In motion control, feedback devices often play a vital role. For the precise coordination of both speed and position, servomotors often leverage the feedback from encoders. Without getting into the technical operation of an encoder, it is an effective feedback device that needs to be applied with various conditions in mind. To make it worthwhile, one has to correctly specify the condition and application for the encoder and ensure a proper environment.

Things to Consider

Depending on the application, an encoder is selected. Here are the factors to take into account:

Firstly, environmental conditions have to be taken into consideration. Things like moisture, temperatures, vibration, shock, contamination, and so on. The type of motion that the feedback (unidirectional or bidirectional). It would help if you also accounted for the magnitude of movement, the sensitivity to rehoming, and so on.

You need to also have a budget in mind; while the mechanical design, compliance, and electrical requirement are also important considerations, having a budget as a beginning point is crucial. Accumulate as much information as you can before you opt for a model.

Feedback Location

As for servomotor-powered systems, the motor controls ought to be accurate, reliable, and fast. However, even the most expensive ones are subject to external degrading factors. Also, servo applications may utilize more than one feedback scheme. These are dependent on location, operation type, and mechanism.

For location control of feedback devices, the best location is around the load. However, mechanical play can create errors in regard to position, which is why slippage may also place loads in areas where it should not. When mounted in the load directly, the sensors would eliminate errors such as the ones mentioned.

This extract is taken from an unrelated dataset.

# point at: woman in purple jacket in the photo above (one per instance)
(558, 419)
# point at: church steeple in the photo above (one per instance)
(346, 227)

Absolute VS. Incremental Encoders

The position reporting done by feedback devices happens in either of the two ways: Absolute or Incremental. An absolute position operates by sending reports that emphasize its literal position through an electrical system-power-up cycle. On the other hand, the incremental position reporting sensor usually would only provide output pulses for an increment of motion. The system locates the signal by counting its pulses.

The ones equipped with incremental encoders have to be homed or set to a known position. Setting it at a known starting position helps in tracking how far the load has traveled through incremental movements. With the help of a position memory, the system is able to provide an absolute position. When the power is gone, the system forgets the position, however. To mitigate the issue, one can connect the controller to a UPS.

Finding the Right Encoder for you

If there is motion, there is an encoder involved. Mainly two types of encoders are commonly seen, which are linear and rotary. The linear ones measure linear speed and motion, while the rotary measures rotation. The second one is more common than the first.

The ones used with motors come either equipped with bearings. Some modular encoders utilize a bearing set that is pre-equipped. The ones that have bearings are usually employed when the shaft has a high chance of axial runout.

Modular encoders, on the other hand, use a stable application shaft that’s achieved through a mechanical system. The shaft holds the rotation code wheel in location depending on the sensor capability of the encoder. Such encoders like these must be applied to the application shaft. This does not, however, increase the expense in any way.

Rotary and linear encoders may utilize magnetic or optical technology as means of position detection. Optical ones are more common, providing higher resolution and accuracy, whereas the magnetic encoders have an advantage in applications where you do not want to control the environment where it is operating in tightly. It’s more adaptable and can be used in a comparatively harsher environment. Not all encoders are built the same way as to why finding a quality encoder from a qualified encoder manufacturing company is recommended.